# Homeowner Wiring Special



## Calebxx12 (Oct 11, 2010)

Today we had a service call because a light wasn't working and the homeowner didn't feel comfortable doing the work. He told us he wired it a few weeks ago...


----------



## FrunkSlammer (Aug 31, 2013)

At least he was honest and didn't blame his helper! 




(like some guys on this forum)


----------



## Calebxx12 (Oct 11, 2010)

It was complete with a 1 inch drywall screw into the stud and no wire nut on the neutrals haha


----------



## RGH (Sep 12, 2011)

yep............and its gets a whole lot worst....I remember years ago doing a trouble shoot....neutral was hot....120 hot...that's odd..so I pull apart a few more devices....wtf....homeowner rewired the whole house...looks me in the eye and says "yeah white is hot, you know like the sun right??" :blink:


----------



## 480sparky (Sep 20, 2007)

First clue it's a hack job: Used Leviton switch. :whistling2:


----------



## robmac85 (Nov 20, 2013)

If it looks that bad in the box, I hate to see what he's got burried in the walls!


----------



## wendon (Sep 27, 2010)

Calebxx12 said:


> Today we had a service call because a light wasn't working and the homeowner didn't feel comfortable doing the work. He told us he wired it a few weeks ago...
> 
> View attachment 31417


So replace the Carlon blue with an Allied. What else is wrong!!


----------



## kharasym (Jul 3, 2011)

I think I threw up in my mouth a little


----------



## sparky402 (Oct 15, 2013)

Ive been trying to wire an addition for a guy this past week. He started it back when 12/2 nm was white, thats what he ran. Every 3 way has a 3 wire ran to the first light from the switches instead of switch to switch. He already installed all his outlets before drywall and without pigtails and wants 7 circuits all 20amp for a living room and small basement room. This is the reason you need a license to do our work.


----------



## chicken steve (Mar 22, 2011)

It's not often i stop, leave something open & de-energized to show a customer out here in the land code forgot

But i did it yesterday 


Always goes over like a f*rt in church.....


~CS~


----------



## Deep Cover (Dec 8, 2012)

On resi jobs, I always have to remind myself to not say anything out loud as the mess I'm trying to fix has usually been done by the guy upstairs.


----------



## RGH (Sep 12, 2011)

....I love it when I look em square in the eye and ask "who did this" and they say " why I did !, its OK isn't it?"......:laughing:.....ah, well we will clean it up a bit...and you know make it code compliant and safe and correct other than that yeah...................:whistling2:


----------



## 3D Electric (Mar 24, 2013)

480sparky said:


> First clue it's a hack job: Used Leviton switch. :whistling2:


I actually prefer leviton to p&s. Call me hack or whatever. Lol their slim gfci's are
nice :thumbsup:


----------



## pete87 (Oct 22, 2012)

sparky402 said:


> Ive been trying to wire an addition for a guy this past week. He started it back when 12/2 nm was white, thats what he ran. Every 3 way has a 3 wire ran to the first light from the switches instead of switch to switch. He already installed all his outlets before drywall and without pigtails and wants 7 circuits all 20amp for a living room and small basement room. This is the reason you need a license to do our work.

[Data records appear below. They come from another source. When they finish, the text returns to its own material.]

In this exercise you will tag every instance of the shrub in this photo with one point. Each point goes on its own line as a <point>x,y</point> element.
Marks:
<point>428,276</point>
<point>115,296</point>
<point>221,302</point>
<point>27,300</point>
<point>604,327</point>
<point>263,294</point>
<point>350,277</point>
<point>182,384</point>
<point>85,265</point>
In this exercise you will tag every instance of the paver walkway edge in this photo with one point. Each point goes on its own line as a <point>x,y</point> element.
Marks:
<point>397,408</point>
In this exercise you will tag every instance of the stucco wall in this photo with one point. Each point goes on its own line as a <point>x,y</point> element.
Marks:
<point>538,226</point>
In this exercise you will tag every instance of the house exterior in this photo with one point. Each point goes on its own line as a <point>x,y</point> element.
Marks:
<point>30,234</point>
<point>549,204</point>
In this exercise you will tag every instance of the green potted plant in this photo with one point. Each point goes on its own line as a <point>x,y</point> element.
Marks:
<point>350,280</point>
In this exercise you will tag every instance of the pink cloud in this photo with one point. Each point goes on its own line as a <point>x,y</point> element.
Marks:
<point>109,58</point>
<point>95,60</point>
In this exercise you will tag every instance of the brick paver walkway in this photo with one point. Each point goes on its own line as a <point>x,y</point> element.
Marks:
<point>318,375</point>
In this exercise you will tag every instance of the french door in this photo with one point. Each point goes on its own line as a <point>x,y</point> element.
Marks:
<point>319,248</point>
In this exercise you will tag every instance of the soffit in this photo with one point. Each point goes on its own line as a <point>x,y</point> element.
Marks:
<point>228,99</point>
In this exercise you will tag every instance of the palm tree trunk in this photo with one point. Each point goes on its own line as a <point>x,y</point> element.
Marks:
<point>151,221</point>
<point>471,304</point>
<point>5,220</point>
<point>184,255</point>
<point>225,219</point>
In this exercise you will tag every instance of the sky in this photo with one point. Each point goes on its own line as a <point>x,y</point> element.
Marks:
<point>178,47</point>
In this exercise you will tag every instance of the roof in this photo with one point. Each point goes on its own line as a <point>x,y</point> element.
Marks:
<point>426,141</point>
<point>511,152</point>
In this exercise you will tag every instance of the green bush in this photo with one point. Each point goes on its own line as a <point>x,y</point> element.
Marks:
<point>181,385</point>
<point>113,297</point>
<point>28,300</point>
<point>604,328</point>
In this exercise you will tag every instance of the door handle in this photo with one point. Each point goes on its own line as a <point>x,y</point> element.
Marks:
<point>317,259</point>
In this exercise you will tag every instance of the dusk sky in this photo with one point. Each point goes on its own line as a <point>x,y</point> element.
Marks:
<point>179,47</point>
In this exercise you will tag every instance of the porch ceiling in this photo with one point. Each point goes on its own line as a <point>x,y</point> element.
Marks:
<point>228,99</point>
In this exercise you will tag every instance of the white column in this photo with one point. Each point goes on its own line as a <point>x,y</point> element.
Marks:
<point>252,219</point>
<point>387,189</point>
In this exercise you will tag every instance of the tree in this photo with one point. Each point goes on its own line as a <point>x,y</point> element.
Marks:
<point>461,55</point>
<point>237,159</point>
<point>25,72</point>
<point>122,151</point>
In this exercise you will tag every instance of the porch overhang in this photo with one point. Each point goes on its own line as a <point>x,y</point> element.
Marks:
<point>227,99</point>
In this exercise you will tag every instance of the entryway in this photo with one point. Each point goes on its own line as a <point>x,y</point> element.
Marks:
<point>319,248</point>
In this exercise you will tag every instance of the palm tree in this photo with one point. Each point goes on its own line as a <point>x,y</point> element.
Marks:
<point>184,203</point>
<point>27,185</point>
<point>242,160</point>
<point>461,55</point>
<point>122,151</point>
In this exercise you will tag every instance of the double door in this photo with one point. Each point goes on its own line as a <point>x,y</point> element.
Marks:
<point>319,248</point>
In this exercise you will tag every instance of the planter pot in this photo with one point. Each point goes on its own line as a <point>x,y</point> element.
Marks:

Looks like a " Grow Room Operation " .




Pete


----------



## gold (Feb 15, 2008)

sparky402 said:


> Ive been trying to wire an addition for a guy this past week. He started it back when 12/2 nm was white, thats what he ran. Every 3 way has a 3 wire ran to the first light from the switches instead of switch to switch. He already installed all his outlets before drywall and *without pigtails* and wants 7 circuits all 20amp for a living room and small basement room. This is the reason you need a license to do our work.


*WITHOUT PIGTAILS??* I hope they have a fire extinguisher and good smoke detectors. Thats _almost_ as bad as SEU. :laughing:


----------



## Wirenuting (Sep 12, 2010)

Goldagain said:


> WITHOUT PIGTAILS?? I hope they have a fire extinguisher and good smoke detectors. Thats almost as bad as SEU. :laughing:


The good thing about pigtails is they act just like a fuse. 
Just use wire that's 2 sizes smaller then the OCPD.


----------



## HARRY304E (Sep 15, 2010)

FrunkSlammer said:


> At least he was honest and didn't blame his helper!
> 
> 
> 
> ...


Or the handyman..:laughing:


----------